Lake Shore Auto Parts Co. v. Korzen, 54 Ill. 2d 237 (1973)

April 25, 1973 · Illinois Supreme Court · Nos. 44199, 44432 cons.
54 Ill. 2d 237

(Nos. 44199, 44432 cons.

LAKE SHORE AUTO PARTS CO. et al. v. BERNARD J. KORZEN, County Treasurer and ex officio County Collector of Cook County, et al.—CLEMENS K. SHAPIRO et al. v. EDWARD J. BARRETT, County Clerk of Cook County, et al.

Supplemental opinion upon remand from the Supreme Court of the United States

Opinion filed April 25, 1973.

Rehearing denied June 1, 1973.

*238GOLDENHERSH, J., dissenting in part.

PER CURIAM:

In July of 1971 this court rendered its opinion in these causes, holding that article IX-A which had been added to the Illinois Constitution of 1870 by amendment was invalid because it violated the equal protection clause of the fourteenth amendment to the constitution of the United States. Certiorari was granted by the Supreme Court of the United States, and the decision of this court was reversed and the causes remanded to this court for further proceedings not inconsistent with the opinion of the Supreme Court of the United States.

Thereafter, some of the parties to these causes requested immediate issuance of the mandate of this court to the circuit court of Cook County in order that proceedings might there be taken by way of interpretation of the opinions of this court and the Supreme Court of the United States, with a view toward further appeals from the interpretation of the circuit court.

Because the public interest requires that any questions that may exist concerning the interpretation of the opinions of this court and the Supreme Court of the United States be promptly determined, the parties were directed to submit memoranda to this court stating their views.

The court has considered the memoranda that have *239been filed on behalf of the parties and other interested persons. In its opinion this court stated: “We conclude that the meaning of article IX-A is that ad valorem taxation of personal property owned by a natural person or by two or more natural persons as joint tenants or tenants in common is prohibited.” (49 Ill.2d at 148.) This is the interpretation upon which the opinion of the Supreme Court of the United States was based.

The personal property thus left subject to taxation under article IX-A includes the following categories of ownership: partnerships, limited partnerships, joint ventures, professional associations, and professional service corporations. Trustees and other fiduciaries, whether corporate or not, do not own property as natural persons, and they were not exempted from taxation by article IX-A. Bank stock, like the shares of any other corporation, is exempt only when owned by a natural person or by two or more natural persons as joint tenants or tenants in common.

The causes are remanded to the circuit court of Cook County for further proceedings in accordance with this opinion.

Causes remanded.

MR. JUSTICE GOLDENHERSH,

dissenting in part:

I dissent from the portion of the opinion which decides that “Trustees and other fiduciaries, whether corporate or not, do not own property as natural persons, and they were not exempted from taxation by article IX-A.” As the result of this holding, personal property which would be exempt from taxation if the legal ownership were vested in individuals, severally, or as joint tenants or tenants in common, would lose its exempt status if held by a fiduciary, individual or corporate, while the beneficial ownership is vested in these same individuals, severally, jointly, or in common.

' The most obvious and annoying anomaly which results from the majority’s holding arises in connection *240with the estates of decedents.
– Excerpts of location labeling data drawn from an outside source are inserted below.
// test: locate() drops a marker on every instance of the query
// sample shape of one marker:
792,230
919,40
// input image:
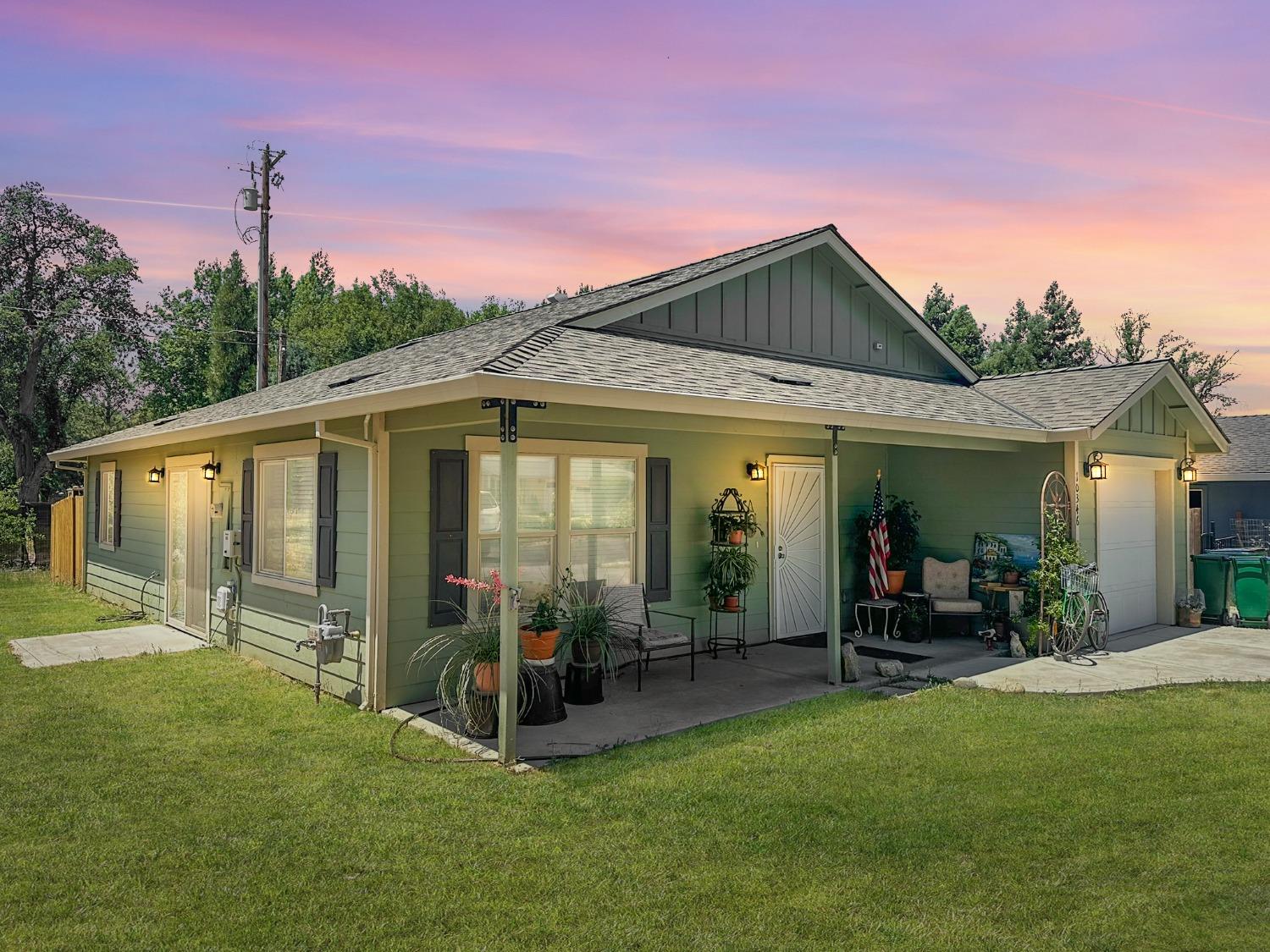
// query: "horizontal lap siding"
701,466
962,492
272,619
Under the majority’s holding, property owned by an individual and therefore exempt, loses its exempt status during the period that it is held by the administrator or executor and regains its exempt status upon distribution to the individual heirs or legatees. An examination of the Principal and Income Act (Ill. Rev. Stat. 1971, ch. 30, par. 159 et seq.) in the light of the majority opinion will demonstrate the numerous injustices and inequities which will result from this decision.

Furthermore, the majority opinion will curtail, to a great extent, the effective use of trusts and the utilization of the provisions of the Uniform Gifts to Minors Act (Ill. Rev. Stat. 1971, ch. 3, par. 531 et seq.). Absent amendment or repeal of section 27a of the Revenue Act of 1939 (Ill. Rev. Stat. 1971, ch. 120, par. 508a) March 31 will become the magic date for termination, and April 2 the magic date for creation, of fiduciary estates. In no other area of taxation is a beneficiary penalized because the property of which he is the beneficial owner is held by a fiduciary, and courts and fiduciaries will now be confronted with the question of whether “men of prudence, discretion and intelligence” (Ill. Rev. Stat. 1971, ch. 148, par. 32) may safely counsel or approve the use of a device which has for so long performed service of inestimable value.

Of course, the simple solution to the problem is to hold that individuals who own the beneficial interest in personal property, severally, jointly or in common, are “natural persons” (49 Ill.2d 137, 148) within the contemplation of article IX-A and that property so owned is exempt. It would not be difficult to devise a return to be filed by fiduciaries with respect to property held by them in which the exemption was claimed, and to do so would, in my opinion, more nearly achieve the intent of article IX-A than does the majority opinion.